To mirror data with the Falcon web UI:
Launch the Falcon web UI. If you are using Ambari:
On the Services tab, select Falcon in the services list.
At the top of the Falcon service page, click Quick Links, and then click Falcon Web UI.
At the top of the Falcon web UI page, click Mirror.
On the New Mirror page, specify the following values:
Table 2.4. Mirror Configuration Values
Value
Description
Mirror Name
Name of the mirror entity.
Tags
Metadata tagging. An example is provided in the UI.
Mirror Type
Select whether this is a File System or Hive catalog mirror type.
Source
Specify the location, name, and path of the cluster or Hive table that is to be mirrored, and specify if the mirroring job runs on the source cluster.
Target
Specify the location, name, and path where the mirrored cluster is stored, and specify if the mirroring job runs on the target cluster.
Validity
Specify the validity interval.
Advanced Options
Expand the Advanced Options section of the page to configure how often the target cluster is updated, throttle distcp operations, set a retry policy, and specify the ACL for the mirror entity.

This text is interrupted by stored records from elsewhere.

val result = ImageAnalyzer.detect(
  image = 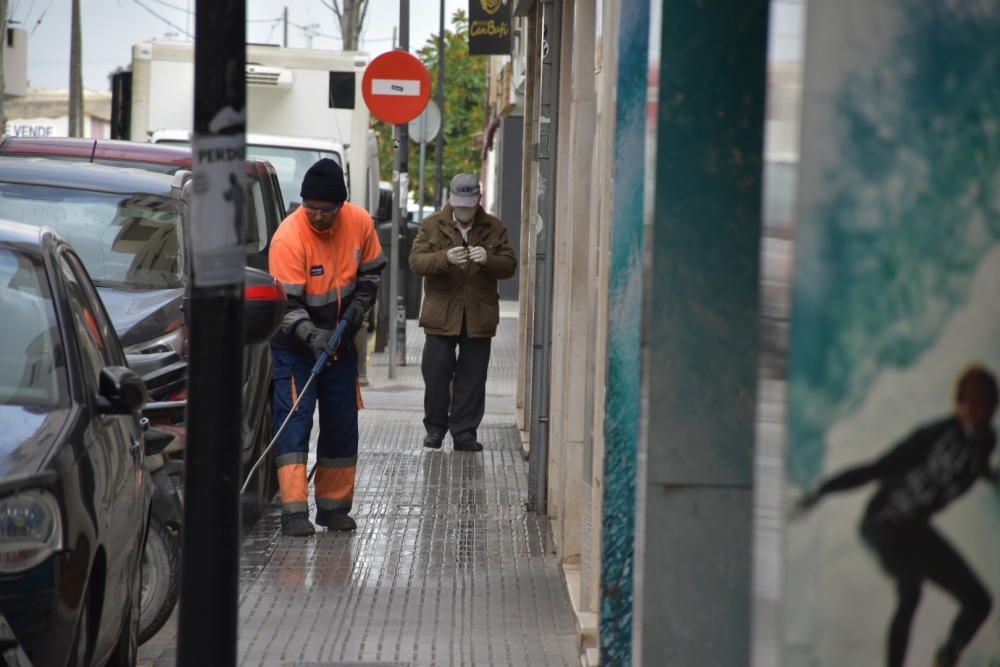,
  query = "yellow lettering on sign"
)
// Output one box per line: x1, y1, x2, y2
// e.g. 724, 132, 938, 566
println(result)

Click Next to view a summary of your mirror entity definition.
If you are satisfied with the mirror entity definition, click Save.
To verify that you successfully created the mirror entity, enter the mirror entity name in the Falcon web UI Search well and press Enter. If the mirror entity name appears in the search results, it was successfully created. See Search For and Manage Data Pipeline Entities.